Part 2 of 6 in a series addressing the new edition (2019) of ANSI B11.19

As mentioned in the previous SICK white paper Reducing Risk on Industrial Machinery: An Introduction to the Updated ANSI B11.19 Standard, the newest edition of ANSI B11.19 includes a number of risk reduction measures not addressed in previous editions.

Furthermore, the new standard has reorganized the concepts of risk reduction into a systematic structure following the hierarchy of controls, also known as the three-step method.

This white paper is aimed to briefly introduce the new topics presented in ANSI B11.19. A thorough understanding of the technical requirements can only be achieved by acquiring and reviewing the standard in its entirety.

Step 1: Inherently Safe by Design

Risk reduction measures which are inherently safe by design, are defined by ANSI B11 as “a design measure that reduces risk, which is not susceptible to a malfunction that will increase the risk of harm.” Both ANSI B11.0 and ANSI B11.19 discuss these measures in detail in the new editions.

Of particular interest, it is important to clarify a misnomer that has existed in industry for some time.
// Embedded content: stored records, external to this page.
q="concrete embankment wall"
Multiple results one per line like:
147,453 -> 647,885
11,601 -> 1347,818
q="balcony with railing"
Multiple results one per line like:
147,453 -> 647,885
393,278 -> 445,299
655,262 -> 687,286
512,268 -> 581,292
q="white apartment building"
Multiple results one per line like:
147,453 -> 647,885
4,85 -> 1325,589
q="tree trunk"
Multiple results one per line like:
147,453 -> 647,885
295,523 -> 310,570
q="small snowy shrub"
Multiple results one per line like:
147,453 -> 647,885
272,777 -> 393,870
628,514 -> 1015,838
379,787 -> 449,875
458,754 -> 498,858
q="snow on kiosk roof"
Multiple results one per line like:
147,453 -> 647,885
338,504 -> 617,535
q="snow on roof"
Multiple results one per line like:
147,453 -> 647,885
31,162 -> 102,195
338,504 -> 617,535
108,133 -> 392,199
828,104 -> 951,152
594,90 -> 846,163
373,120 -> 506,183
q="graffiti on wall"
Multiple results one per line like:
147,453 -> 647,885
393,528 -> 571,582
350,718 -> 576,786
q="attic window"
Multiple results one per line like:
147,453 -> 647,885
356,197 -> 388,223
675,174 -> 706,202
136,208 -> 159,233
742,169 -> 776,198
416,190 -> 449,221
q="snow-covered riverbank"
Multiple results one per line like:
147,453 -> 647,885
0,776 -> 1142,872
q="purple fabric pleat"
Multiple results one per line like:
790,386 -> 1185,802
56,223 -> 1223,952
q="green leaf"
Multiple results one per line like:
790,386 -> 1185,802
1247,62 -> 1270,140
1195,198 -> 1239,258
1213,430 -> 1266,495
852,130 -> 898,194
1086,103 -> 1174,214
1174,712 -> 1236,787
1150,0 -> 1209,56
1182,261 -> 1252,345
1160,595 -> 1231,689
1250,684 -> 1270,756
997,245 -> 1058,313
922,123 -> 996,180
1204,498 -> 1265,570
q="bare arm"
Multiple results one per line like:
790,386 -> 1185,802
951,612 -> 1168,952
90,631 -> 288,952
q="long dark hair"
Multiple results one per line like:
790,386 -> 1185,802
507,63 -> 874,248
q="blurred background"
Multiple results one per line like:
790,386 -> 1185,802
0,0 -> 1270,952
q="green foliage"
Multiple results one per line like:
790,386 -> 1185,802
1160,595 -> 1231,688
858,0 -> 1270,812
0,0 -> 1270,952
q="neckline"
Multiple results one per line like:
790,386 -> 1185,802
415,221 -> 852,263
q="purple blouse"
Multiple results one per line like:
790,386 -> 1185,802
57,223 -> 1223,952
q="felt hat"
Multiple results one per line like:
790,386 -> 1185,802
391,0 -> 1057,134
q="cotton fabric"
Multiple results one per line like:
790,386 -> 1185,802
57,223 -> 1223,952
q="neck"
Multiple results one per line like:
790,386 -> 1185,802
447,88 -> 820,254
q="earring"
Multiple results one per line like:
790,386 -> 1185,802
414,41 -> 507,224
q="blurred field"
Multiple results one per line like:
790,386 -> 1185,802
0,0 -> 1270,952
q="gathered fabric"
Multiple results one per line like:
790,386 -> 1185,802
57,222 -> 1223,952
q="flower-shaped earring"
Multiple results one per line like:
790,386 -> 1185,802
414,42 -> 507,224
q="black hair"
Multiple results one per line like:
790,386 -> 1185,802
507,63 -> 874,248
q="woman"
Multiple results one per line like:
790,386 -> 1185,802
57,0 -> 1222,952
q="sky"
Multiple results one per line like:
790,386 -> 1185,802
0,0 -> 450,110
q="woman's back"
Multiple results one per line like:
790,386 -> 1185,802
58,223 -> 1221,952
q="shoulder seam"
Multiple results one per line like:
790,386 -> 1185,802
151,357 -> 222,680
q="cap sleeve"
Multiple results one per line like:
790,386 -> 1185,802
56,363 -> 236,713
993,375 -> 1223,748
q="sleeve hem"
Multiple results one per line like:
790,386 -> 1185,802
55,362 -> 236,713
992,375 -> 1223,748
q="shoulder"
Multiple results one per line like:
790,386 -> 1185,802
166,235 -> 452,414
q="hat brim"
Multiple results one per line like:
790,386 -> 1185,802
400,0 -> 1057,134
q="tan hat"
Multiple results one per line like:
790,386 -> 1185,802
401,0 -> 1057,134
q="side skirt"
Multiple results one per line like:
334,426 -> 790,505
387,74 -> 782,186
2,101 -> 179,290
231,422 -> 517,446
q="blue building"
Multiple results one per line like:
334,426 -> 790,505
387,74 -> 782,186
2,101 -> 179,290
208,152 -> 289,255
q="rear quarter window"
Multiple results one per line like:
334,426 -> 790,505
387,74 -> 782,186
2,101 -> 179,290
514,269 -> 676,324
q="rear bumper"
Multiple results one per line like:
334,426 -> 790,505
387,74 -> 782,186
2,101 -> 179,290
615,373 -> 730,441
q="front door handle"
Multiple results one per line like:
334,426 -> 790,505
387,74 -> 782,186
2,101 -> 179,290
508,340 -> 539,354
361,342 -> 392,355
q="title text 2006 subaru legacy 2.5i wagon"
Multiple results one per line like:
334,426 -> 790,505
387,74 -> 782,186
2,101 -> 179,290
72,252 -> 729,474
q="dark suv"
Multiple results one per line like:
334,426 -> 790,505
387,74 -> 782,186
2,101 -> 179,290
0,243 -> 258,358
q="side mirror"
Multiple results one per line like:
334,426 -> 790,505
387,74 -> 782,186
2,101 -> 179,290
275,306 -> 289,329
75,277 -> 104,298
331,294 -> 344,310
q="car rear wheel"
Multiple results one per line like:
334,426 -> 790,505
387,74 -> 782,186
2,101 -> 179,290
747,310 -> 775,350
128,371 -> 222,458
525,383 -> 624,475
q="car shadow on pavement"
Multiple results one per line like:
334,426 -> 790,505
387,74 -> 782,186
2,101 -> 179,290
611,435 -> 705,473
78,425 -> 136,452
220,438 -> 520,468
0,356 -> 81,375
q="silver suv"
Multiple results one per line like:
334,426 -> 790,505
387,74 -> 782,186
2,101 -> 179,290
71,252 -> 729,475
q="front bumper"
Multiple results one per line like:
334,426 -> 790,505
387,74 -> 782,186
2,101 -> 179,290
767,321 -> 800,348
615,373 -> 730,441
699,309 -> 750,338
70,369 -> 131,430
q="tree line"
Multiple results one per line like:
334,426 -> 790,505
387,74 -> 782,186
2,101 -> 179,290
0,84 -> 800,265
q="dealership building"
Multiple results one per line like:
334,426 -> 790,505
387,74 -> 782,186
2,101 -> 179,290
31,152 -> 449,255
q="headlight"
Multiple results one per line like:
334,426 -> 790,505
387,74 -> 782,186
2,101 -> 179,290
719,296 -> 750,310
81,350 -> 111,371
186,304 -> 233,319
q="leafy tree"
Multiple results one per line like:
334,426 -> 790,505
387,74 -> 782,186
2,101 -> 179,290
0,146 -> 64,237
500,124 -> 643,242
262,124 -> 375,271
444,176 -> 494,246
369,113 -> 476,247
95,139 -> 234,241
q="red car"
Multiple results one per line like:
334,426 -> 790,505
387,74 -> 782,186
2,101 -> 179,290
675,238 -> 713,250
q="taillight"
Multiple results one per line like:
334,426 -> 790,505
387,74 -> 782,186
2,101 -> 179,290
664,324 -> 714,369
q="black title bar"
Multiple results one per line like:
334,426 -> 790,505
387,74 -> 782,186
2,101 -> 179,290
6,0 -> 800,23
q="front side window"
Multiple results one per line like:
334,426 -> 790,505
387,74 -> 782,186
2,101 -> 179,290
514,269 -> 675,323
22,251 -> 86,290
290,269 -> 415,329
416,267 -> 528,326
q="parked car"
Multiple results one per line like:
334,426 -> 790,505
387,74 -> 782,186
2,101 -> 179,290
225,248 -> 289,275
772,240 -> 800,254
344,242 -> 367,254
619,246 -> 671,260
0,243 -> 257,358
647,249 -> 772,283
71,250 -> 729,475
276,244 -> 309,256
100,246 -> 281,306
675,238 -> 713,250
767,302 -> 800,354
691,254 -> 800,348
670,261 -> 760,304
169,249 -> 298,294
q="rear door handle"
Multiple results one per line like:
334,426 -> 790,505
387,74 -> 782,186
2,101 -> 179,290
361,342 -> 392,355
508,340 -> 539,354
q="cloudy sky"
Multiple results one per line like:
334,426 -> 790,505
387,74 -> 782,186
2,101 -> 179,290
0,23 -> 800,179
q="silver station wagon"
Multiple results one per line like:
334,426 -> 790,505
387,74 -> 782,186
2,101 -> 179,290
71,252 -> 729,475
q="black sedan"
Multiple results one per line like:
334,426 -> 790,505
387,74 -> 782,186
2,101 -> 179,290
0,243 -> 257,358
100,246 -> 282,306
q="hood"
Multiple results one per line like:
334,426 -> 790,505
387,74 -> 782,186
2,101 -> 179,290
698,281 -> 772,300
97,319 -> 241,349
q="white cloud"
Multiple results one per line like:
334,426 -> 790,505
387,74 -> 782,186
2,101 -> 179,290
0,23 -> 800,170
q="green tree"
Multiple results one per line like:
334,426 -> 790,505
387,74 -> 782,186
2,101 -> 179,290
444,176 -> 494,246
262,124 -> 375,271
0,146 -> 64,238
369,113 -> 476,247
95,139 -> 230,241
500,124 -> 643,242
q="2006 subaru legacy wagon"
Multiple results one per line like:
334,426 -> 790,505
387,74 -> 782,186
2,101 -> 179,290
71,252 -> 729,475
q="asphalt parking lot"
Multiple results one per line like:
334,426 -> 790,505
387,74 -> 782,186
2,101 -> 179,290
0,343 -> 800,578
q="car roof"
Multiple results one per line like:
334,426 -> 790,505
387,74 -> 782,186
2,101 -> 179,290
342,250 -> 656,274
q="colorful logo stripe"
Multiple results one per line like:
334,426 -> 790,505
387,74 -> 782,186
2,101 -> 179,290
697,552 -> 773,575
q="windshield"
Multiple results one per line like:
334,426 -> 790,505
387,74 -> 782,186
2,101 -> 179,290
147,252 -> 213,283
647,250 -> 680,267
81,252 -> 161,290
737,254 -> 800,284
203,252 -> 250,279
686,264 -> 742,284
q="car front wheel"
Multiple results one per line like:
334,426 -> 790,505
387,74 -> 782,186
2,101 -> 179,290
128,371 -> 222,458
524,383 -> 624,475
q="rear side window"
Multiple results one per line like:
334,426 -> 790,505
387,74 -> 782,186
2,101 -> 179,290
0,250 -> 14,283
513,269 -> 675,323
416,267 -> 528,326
ISO 12100 refers to Step 1 as “inherently safe design measures,” and defines it as a “protective measure which either eliminates hazards or reduces the risks associated with hazards by changing the design or operating characteristics of the machine without the use of guards or protective devices.”

The ISO definition, in use since at least 2003, is not aligned with the technology of today. As written, any measure that is not a guard or device (e.g., interlock, light curtain, etc.) and built into the equipment qualifies as “inherently safe design.” The confusion this has introduced is an assumption that anything integrated into a machine is, therefore, “inherently safe.“

However, another definition important to consider in light of this discussion is that of a safety function, described as a “function of a machine whose failure can result in an immediate increase of the risk(s).”

It is widely accepted that safety functions are implemented by Step 2 of the hierarchy of controls. With equipment such as power and force limited (PFL) robots, commonly referred to as ‘collaborative robots,’ the power and force limiting feature used to reduce risk is indeed inherently built into the equipment.

However, almost all PFL robots on the market today utilize monitoring of speed and/or force to implement the limiting features. This monitoring function is indeed susceptible to failures, in which case risk will immediately increase. It is imperative to consider the measure itself and how it functions, rather than simply considering if it is built into the equipment by the designer.